After four and a half hours and two stops - one to buy a box of "Pringles" type "bursting flavor", ignoring the service of the restroom after inspection and one to buy another box of "Pringles", now of the new and fancy type "bursting with more flavor" (fully exploiting the whole range of eatables at the gas station) and no longer ignoring the restrooms (no inspection, just eyes closed), we are welcomed by the locals and invited by the "king of the village" into his chateau for tea and talks.
A two room house finished and furnished to perfection for our festive reception, the colorful walls got an extra elegance by applying a generous amount of glitter and the two male visitors receive garlands around their neck by every villager present in the room, fearing that suffocation would soon set in if there would be more such honoring gestures along the way. A distinct air freshener fills the room with a unique blend of flowers and perfume and Bombay Bakery's goods made its way even to this distant village. Heartwarming hospitality and every one inspects the adjacent bedroom - the young homeowner very stylish, with American sunglasses and big smiles and we try to communicate, keeping the decorous distance, not knowing that I will soon land in his arms in front of the whole happily laughing village, as he jumps to safe me from gliding into a slippery waterhole.

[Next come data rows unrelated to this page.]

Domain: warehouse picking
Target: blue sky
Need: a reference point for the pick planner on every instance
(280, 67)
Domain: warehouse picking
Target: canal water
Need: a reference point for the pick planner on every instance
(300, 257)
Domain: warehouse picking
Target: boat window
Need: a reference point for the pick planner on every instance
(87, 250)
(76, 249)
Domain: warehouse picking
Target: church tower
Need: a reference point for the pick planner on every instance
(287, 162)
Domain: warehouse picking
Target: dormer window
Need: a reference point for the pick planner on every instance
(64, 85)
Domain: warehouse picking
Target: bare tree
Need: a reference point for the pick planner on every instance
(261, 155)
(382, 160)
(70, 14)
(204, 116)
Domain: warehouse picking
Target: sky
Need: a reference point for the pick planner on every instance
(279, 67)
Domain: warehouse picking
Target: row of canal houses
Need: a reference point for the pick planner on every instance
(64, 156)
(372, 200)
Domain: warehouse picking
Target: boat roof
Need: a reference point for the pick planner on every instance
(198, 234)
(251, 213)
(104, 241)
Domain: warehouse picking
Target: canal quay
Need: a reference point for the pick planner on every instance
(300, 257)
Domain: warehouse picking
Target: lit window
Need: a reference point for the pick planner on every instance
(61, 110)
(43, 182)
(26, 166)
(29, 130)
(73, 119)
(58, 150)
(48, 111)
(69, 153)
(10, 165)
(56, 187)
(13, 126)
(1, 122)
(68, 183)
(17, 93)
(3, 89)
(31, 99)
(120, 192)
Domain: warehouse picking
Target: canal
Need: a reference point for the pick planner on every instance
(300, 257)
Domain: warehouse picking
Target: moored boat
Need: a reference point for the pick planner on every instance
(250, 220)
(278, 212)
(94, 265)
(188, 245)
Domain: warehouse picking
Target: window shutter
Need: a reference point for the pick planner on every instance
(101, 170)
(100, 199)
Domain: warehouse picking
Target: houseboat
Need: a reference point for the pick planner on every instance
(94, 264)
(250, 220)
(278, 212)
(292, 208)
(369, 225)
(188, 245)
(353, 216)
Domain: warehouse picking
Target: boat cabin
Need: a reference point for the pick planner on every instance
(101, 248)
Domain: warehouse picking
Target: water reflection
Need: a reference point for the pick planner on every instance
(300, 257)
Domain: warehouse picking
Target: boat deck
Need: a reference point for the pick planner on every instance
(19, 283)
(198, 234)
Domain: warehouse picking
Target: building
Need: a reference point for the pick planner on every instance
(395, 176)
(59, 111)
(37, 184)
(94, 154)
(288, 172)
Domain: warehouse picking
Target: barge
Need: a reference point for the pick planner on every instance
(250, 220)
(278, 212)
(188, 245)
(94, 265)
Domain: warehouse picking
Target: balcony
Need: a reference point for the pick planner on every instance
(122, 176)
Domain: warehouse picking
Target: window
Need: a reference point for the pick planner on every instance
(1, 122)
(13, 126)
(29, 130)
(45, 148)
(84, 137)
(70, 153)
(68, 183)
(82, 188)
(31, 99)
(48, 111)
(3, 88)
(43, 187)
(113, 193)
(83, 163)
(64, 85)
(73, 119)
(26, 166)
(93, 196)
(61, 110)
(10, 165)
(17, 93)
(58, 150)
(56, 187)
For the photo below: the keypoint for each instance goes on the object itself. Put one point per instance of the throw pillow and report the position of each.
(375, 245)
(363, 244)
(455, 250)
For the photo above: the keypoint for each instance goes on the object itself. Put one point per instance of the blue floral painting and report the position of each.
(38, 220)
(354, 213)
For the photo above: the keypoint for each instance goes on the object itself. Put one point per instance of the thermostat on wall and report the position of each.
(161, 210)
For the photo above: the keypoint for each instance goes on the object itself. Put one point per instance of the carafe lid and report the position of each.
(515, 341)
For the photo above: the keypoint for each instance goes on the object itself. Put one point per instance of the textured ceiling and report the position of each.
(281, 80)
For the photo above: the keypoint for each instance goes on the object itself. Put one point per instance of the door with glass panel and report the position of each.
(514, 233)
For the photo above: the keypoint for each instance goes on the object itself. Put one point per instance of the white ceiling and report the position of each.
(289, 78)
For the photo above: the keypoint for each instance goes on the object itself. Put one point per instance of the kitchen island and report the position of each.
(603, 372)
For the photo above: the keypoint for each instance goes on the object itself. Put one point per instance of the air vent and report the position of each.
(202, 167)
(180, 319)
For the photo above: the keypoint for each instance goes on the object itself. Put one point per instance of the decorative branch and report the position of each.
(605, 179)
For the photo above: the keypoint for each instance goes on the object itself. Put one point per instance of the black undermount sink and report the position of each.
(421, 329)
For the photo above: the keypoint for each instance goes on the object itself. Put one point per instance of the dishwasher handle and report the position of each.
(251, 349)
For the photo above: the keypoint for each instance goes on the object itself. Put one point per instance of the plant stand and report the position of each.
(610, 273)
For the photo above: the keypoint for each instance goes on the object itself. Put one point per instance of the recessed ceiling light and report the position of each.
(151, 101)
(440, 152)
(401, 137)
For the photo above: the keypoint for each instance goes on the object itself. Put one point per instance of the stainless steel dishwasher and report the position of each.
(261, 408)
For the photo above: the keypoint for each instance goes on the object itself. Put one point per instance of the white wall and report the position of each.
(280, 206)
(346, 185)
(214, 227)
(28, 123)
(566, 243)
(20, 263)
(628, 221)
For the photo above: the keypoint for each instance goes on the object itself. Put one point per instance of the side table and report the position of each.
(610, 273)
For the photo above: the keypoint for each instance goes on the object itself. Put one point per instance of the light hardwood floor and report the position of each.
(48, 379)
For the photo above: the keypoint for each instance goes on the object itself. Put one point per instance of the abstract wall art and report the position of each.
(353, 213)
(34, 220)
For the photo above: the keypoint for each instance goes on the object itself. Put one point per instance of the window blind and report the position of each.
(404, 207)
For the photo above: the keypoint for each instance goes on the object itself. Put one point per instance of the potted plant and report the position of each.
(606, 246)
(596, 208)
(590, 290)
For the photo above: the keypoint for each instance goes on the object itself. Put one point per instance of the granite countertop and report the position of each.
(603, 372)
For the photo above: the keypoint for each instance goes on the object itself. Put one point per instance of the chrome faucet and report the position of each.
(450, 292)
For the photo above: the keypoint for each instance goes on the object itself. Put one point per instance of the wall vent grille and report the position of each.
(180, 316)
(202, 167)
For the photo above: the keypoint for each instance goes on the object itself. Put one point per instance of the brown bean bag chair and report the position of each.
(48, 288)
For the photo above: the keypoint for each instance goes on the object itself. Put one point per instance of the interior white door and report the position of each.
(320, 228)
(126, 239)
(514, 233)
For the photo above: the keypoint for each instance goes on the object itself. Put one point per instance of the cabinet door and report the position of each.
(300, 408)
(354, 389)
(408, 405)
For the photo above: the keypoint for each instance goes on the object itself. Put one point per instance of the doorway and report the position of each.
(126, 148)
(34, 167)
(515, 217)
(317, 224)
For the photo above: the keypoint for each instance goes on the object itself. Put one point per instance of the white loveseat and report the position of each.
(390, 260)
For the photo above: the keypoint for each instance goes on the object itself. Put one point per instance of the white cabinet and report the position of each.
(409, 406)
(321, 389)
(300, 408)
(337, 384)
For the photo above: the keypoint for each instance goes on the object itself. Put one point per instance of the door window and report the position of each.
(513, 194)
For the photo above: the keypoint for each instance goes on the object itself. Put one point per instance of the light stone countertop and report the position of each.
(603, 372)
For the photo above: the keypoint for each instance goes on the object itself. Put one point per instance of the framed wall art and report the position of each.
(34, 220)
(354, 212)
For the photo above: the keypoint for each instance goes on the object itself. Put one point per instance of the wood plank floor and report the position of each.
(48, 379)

He proudly shows us bathroom and toilet - consisting of two small spaces, one with a water bucket, soap and a towel and the other one with a latrine.
Building the houses, the aid workers quickly realized that along with the extreme poverty went a complete lack of hygiene, latrines were added to the project built and the villagers were instructed how to handle them. The government has not provided any assistance until now and the families are struggling to survive under the extremely harsh living conditions, when in summer the temperature raises over 50°C.
Back in Hyderabad and invited for tea at the estate of an influential feudal family, we enter a contrasting world and a real Chateau Versace with all the sophistication of the late Gianni. Mosaic floors with the head of the famous Medusa in the center, golden lusters in the shape of peacocks and their feathers on the lamp shades with matching turquoise silk curtains. Instead of tea we are unexpectedly offered a lavish breakfast (just coming from another fine breakfast at the hospitable guesthouse of a Swiss company operating in Hyderabad) - more fried eggs and omelets, counting close to a dozen eggs within the last 48 hours, and interesting talks with this family that has been politically active for generations. Their expressed concerns cover all issues that are so terribly visible to everyone's eye - schooling and healthcare being their personal priority. Elections are coming and our visit is covered by photographers and local television.
A long journey back to Karachi and I am happy to see in Jamshoro a general store that promises to cover all the basic needs for a common household - "Zahid Baloch General Store".